Несколько минут турки совещались, а потом один из них перемахнул через бруствер и прыгнул в яму, где лежал Ложкин.
Как только он наклонился над егерем, Ложкин крепко обхватил его руками, крича:
– Ребята, вяжи!
Егеря, выскочившие из своего укрытия, накинулись на турка.
В яме образовался живой комок тел.
Кутузов махнул рукой. Батарея ударила по турецкому окопу, мешая туркам прийти на помощь своему.
А егеря уже волокли связанного «языка». Рой турецких пуль провожал их. Но егеря со своим пленником благополучно вкатились в траншею. Все были невредимы, только Ложкин отплевывался и вытирал разбитый нос.
– Проклятущий осман! В самый нос саданул кулачищем! – обижался он.
– Ты курносый, не страшно! – смеялись товарищи.
«Языка» повели в лагерь.
Турецкие батареи наконец спохватились: поднялась частая пушечная и ружейная стрельба.
Кутузов собирался уходить к себе, но увидел, что к траншее из лагеря приближается группа генералов.

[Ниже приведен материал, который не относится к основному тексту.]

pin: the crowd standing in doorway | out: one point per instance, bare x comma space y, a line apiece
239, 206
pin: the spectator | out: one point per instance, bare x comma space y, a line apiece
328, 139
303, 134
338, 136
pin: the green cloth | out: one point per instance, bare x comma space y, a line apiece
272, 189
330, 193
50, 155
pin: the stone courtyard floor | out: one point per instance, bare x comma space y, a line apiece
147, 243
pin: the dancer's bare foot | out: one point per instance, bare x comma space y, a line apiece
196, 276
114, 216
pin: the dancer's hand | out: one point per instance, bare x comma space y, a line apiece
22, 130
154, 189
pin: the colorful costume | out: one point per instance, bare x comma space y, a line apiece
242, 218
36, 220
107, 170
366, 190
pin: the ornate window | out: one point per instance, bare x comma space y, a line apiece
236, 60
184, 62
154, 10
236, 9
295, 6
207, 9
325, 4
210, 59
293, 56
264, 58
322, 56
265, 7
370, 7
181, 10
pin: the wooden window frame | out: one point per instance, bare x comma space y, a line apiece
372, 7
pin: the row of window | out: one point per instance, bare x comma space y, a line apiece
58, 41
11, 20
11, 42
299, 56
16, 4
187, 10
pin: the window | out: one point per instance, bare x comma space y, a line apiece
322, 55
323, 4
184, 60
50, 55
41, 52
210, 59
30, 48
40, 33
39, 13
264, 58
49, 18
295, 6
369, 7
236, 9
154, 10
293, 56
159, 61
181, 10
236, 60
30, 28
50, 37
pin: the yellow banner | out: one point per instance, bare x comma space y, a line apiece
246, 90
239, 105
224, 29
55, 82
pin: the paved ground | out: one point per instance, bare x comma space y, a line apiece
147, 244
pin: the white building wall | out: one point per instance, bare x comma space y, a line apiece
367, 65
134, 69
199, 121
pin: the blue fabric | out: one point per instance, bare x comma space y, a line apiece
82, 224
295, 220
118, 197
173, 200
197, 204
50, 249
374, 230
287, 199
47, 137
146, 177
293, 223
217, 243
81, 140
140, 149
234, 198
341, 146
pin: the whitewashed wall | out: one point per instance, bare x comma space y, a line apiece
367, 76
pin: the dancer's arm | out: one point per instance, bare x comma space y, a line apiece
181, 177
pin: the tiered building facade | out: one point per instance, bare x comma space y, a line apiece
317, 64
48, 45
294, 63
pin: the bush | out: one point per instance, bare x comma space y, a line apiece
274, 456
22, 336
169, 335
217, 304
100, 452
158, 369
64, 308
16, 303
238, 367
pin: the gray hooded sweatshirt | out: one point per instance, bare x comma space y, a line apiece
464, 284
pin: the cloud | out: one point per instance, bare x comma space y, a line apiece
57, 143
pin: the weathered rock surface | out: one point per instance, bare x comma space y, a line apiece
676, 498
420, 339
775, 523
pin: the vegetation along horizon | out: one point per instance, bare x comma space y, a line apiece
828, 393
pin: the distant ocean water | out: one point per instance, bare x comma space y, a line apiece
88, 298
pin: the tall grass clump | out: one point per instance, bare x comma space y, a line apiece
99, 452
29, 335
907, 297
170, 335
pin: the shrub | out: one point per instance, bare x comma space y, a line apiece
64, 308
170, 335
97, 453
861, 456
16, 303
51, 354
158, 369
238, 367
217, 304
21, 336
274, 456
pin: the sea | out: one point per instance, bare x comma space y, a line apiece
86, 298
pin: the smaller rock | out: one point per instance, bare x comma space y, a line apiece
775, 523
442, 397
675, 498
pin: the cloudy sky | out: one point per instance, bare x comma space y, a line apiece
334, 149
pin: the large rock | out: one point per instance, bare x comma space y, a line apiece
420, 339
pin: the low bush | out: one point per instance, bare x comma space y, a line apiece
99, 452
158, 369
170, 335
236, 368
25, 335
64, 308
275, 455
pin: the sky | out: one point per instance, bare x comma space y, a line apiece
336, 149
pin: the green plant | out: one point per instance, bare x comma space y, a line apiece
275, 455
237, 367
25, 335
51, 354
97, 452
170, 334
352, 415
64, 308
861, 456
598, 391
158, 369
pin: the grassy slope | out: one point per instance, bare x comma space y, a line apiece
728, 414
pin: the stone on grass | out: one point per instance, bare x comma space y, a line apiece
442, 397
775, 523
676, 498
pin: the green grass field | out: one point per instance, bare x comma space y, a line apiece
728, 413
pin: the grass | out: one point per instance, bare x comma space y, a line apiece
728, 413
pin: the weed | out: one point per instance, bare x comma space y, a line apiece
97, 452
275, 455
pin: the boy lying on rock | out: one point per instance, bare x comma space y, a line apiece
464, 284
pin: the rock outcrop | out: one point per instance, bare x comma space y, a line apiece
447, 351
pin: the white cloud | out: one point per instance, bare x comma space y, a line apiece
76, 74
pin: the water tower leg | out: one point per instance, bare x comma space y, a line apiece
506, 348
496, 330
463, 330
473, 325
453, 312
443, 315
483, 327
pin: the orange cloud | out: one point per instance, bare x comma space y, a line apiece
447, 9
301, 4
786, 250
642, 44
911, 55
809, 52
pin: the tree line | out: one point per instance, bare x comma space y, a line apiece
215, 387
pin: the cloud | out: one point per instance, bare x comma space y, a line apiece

Впереди, в шитом золотом фельдмаршальском мундире с орденами, в белых рейтузах, шел высокий, громадный князь Потемкин.
Его окружали генералы и иностранные офицеры, которых при штабе Потемкина хоть отбавляй. Вся эта цветистая группа представляла прекрасную мишень для турок. Турки участили стрельбу.
Егеря, укрываясь от турецких снарядов, лежали в траншее.
Кутузов скомандовал:
– Встать, смирно!
Егеря поднялись.
Потемкин шел, не сгибаясь под турецкими выстрелами.
– Ребята! – сказал фельдмаршал. – Приказываю вам раз навсегда: передо мною не вставать, а от турецких ядер не ложиться!
Он поздоровался с Кутузовым, узнал, что «языка» добыли, и так же спокойно пошел дальше.
Михаил Илларионович пропустил мимо себя потемкинскую свиту. И вдруг в группе иностранцев увидал знакомое сморщенное лицо боязливо оглядывавшегося полковника Анжели.
Француз шел, делая вид, будто не замечает Кутузова.
«Давненько не встречались! – иронически подумал Михаил Илларионович. – Но что же делает при штабе этот хитрый интриган?»
Кутузов направился к себе в лагерь.
Занятый добычей «языка», он как-то не приметил, что с моря надвигалась туча. Засверкала молния, прогремел гром, и полил дождь.
Кутузов заторопился.
Лагерь весело принял грозу: всем надоела изнурительная жара последних недель.
Крупный дождь хлестал по палаткам. Земля сразу превратилась в липкую грязь.
Кутузов, отряхиваясь, вбежал к себе в палатку и стал переодеваться. Гром продолжал греметь, вплетаясь в орудийные раскаты.
А у фельдмаршала Потемкина уже играла музыка: князь каждый день угощал своих гостей концертами.
Кутузов лежал на жесткой тростниковой постели и с удовольствием освежался ветерком, дувшим с моря.